Бармен принес два стаута. Артур попытался запить слова Мюллера, но в горло не шло. Он всмотрелся в лицо собеседника и разглядел на его лысине какую-то золотую гравировку что ли, неоновую вывеску, сообщающую, что с этим можно говорить только о тленности всего сущего. Наконец, Артур почувствовал спасительное опьянение и заговорил:

– Увольняться говорите? А знал бы я куда идти? что мне интересно? Мне очень быстро все надоедает. И я не вижу смысла каждый раз бросаться вброд, зная… (он икнул) зная, что не захочу плыть до конца. (икнул еще раз) Скорее всего.

– Да потому что уходить надо не к, а от! – Мюллера очевидно порадовал монолог Артура, и прежде спокойный, завелся сам. – Иначе никак. Иначе – это сменить хозяина и остаться рабом. [А осознание приходит, только сидя на камне, летящем в пустоте, когда не контролируешь абсолютно ничего, и нет никакого Бога, есть только ты и твоя воля, да и та нужна лишь на то, чтобы признать свою беспомощность.]

– Но что мне делать? С чего начать? – Артур будто и не слышал тирады про космос.
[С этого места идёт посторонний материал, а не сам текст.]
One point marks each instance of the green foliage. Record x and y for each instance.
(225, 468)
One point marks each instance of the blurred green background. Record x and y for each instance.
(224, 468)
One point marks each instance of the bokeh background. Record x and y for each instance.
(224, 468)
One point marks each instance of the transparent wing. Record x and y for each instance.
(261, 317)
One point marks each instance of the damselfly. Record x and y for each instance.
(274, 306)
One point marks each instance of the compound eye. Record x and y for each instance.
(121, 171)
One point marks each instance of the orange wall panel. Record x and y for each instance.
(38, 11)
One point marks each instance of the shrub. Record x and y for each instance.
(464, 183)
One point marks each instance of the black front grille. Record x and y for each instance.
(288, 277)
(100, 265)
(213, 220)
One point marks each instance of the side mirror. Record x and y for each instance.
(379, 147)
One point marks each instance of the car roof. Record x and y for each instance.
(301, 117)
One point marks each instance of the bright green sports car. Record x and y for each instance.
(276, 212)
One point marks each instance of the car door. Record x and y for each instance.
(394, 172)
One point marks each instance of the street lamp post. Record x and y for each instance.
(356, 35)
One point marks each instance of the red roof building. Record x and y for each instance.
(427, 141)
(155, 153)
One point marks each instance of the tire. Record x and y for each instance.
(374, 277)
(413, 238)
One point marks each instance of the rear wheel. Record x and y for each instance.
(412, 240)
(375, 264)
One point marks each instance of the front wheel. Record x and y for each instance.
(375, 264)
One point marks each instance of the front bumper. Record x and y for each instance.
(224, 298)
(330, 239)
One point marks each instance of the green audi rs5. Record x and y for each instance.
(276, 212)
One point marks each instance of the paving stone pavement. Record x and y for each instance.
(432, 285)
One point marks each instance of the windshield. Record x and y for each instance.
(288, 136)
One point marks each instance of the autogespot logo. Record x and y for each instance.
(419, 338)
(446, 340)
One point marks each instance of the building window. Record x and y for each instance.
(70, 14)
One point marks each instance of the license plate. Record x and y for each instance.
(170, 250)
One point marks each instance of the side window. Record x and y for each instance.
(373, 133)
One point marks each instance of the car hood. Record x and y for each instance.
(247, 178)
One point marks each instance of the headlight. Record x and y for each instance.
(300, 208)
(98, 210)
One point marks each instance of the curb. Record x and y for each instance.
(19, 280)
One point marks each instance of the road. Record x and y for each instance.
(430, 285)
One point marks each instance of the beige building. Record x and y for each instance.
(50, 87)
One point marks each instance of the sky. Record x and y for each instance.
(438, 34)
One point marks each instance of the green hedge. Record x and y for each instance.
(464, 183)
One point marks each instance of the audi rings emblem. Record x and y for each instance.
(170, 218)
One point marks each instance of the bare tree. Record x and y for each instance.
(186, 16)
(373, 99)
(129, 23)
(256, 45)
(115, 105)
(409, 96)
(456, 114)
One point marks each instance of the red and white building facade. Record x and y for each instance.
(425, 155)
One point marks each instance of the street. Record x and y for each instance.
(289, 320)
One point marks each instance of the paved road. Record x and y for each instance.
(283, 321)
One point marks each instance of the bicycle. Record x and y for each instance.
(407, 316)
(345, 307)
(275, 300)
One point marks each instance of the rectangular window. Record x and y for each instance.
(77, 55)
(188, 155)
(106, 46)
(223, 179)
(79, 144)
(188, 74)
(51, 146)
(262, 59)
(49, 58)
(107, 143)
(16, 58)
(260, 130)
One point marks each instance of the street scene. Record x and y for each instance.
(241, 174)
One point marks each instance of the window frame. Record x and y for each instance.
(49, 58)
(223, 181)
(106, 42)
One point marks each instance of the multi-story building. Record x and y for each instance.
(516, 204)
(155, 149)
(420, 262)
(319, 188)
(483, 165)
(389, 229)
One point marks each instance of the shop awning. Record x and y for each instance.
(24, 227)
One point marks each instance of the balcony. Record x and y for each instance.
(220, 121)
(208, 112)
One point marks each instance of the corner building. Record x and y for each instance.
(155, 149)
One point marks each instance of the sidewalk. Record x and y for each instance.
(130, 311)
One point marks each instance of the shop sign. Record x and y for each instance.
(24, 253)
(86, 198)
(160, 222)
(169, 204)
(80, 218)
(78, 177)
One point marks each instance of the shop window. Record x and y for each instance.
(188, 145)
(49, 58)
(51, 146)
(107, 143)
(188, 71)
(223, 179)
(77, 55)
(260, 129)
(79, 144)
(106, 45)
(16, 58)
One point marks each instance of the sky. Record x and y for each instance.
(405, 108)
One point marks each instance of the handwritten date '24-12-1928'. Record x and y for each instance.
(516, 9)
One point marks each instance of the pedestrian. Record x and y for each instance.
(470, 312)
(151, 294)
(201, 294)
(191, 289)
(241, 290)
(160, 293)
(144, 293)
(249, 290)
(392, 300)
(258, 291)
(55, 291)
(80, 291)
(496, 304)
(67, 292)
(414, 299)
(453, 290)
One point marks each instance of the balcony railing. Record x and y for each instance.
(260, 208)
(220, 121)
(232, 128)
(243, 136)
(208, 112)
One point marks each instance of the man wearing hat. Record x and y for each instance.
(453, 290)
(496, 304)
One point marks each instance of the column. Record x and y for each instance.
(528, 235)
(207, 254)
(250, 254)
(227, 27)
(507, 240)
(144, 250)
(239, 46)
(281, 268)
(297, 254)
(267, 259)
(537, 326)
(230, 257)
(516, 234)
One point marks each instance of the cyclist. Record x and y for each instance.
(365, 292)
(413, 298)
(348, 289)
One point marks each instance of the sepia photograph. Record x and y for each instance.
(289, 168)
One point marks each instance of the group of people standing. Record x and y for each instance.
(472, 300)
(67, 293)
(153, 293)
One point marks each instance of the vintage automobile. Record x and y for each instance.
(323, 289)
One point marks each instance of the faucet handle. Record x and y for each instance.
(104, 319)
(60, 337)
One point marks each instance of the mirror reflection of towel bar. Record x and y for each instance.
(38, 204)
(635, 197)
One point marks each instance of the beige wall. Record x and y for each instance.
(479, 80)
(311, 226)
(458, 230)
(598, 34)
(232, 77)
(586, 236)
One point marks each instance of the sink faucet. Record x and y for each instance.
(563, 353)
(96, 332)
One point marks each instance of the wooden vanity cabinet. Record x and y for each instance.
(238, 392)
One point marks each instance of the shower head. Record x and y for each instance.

– Что бы я тебе не ответил, бесполезно будет. Выйдешь из бара, вернешься в гнездо и забудешь все.

Артур повесил голову.

– Но я тебе помогу. – Театральная пауза. – Не ради тебя. А ради того, кто тебе это подарил. – Мюллер похлопал Будду по макушке, вычистил трубку на пол, и начал рыться в карманах. Под тулупом обнаружился пиджак, жилет, какое-то тряпье… – Да что же… Ага. Ну пусть это. – И он положил перед Артуром потрепанную карамельку «Раковые шейки».

– Мне ее нужно съесть?

– Ты можешь ее съесть.

– И что будет?

– Всё. Всё, что быть должнó. Станешь счастлив, поймешь чего хочешь, зачем живешь, страдать не будешь и так далее.

– И… типа вот так?..

– Хе! Есть, конечно, одно условие. Куда ж без условий? Съев конфетку, потеряешь все, что не любишь.



Артур вошел домой и рухнул на диван, сжимая в кармане конфетку. Начал перебирать в голове вещи, которые у него есть, людей, которые его окружают, все ненужные контакты и отношения, все желания, которые почему-то выбрал. Голову пронзала боль, слово клевал ворон. Только Илюша грел его, Артур знал, что карамелька не заберет его. Он гладил несуществующие волосы на голове Будды.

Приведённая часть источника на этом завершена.